Douglas Alexander, in an interview with Progress, warns Labour that the real task is not just to capitalise on the Lib Dems' travails, but to beat the Tories.

Douglas Alexander has cautioned Labour against rejoicing too much in the demise of the Liberal Democrats – warning that the Conservatives will be the biggest beneficiary of a collapse in the Lib Dem vote at the next election, and that Labour must ensure it “has a better story to tell about Britain’s future” than the Tories when that election comes.

In an interview with Progress, the shadow foreign secretary also said Labour’s disastrous performance in Scotland last week was because “large numbers of middle class voters chose the SNP and rejected Labour”.

Alexander told Progress:

“While people may enjoy baiting Liberals, the urgent task is to beat the Conservatives.

“I think Labour activists should see winning support from Liberals as the hors d’œuvre not the main course because the mortal threat to the prospects of a Labour government being elected at the next general election, is not – with respect – Nick Clegg, it is David Cameron and George Osborne.”

Labour’s challenge is not just to win back lost supporters and Liberal Democrat voters, says Alexander, but also former Conservative voters; the party must be:

“…determined to contest and win the centre ground of British politics. It means a Labour party determined to win seats like Worcester, Lincoln, Waveney and Chatham. It means a Labour party that is not content with the spoils of Liberal defeat but focused on Conservative defeat.”

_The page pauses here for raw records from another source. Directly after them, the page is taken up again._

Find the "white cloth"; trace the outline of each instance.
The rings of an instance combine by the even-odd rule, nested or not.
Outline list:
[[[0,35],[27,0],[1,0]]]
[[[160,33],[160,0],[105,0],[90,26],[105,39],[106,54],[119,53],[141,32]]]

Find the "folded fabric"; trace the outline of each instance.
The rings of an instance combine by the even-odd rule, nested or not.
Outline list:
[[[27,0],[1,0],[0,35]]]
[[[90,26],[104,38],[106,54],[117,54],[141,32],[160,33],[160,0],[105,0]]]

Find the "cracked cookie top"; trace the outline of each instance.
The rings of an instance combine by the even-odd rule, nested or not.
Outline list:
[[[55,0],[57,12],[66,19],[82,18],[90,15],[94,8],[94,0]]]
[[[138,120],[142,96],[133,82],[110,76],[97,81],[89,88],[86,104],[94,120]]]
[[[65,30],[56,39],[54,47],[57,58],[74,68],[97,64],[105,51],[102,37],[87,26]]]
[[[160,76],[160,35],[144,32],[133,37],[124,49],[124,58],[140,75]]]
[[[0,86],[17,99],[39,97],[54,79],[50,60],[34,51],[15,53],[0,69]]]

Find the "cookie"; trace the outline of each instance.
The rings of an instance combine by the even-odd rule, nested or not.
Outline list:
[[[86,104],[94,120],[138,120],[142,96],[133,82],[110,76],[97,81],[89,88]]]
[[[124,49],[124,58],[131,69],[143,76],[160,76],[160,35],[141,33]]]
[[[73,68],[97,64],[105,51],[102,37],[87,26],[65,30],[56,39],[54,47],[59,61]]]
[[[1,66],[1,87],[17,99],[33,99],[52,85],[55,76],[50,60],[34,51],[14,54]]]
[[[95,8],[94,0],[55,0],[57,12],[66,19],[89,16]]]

Recovering from Labour’s worst defeat in decades was “never going to be completed in the first year of the parliament”, he adds, calling for:

“…an urgency to reviewing our policy, renewing our party, strengthening our organisation, strengthening our finances and being clear in our critique of what this coalition is getting right and what it is getting wrong.”

He said Labour had only won elections “when it has better understood the future, like in 1945, 1964 and 1997”, and that the SNP’s victory in Scotland was built “not so much upon a record in government as a story about the future”, warning:

“If we limit ourselves to an analysis of the present rather an account of the future, it is not just limiting in terms of policy, it is limiting in terms of electoral and political appeal…

“We need to give people confidence that we get it as surely as we give people confidence that we have a vision of the country’s future. The questions that people were asking on the doorstep were on the detail of policy but as a sense we shared their aspirations for their families, community and country.”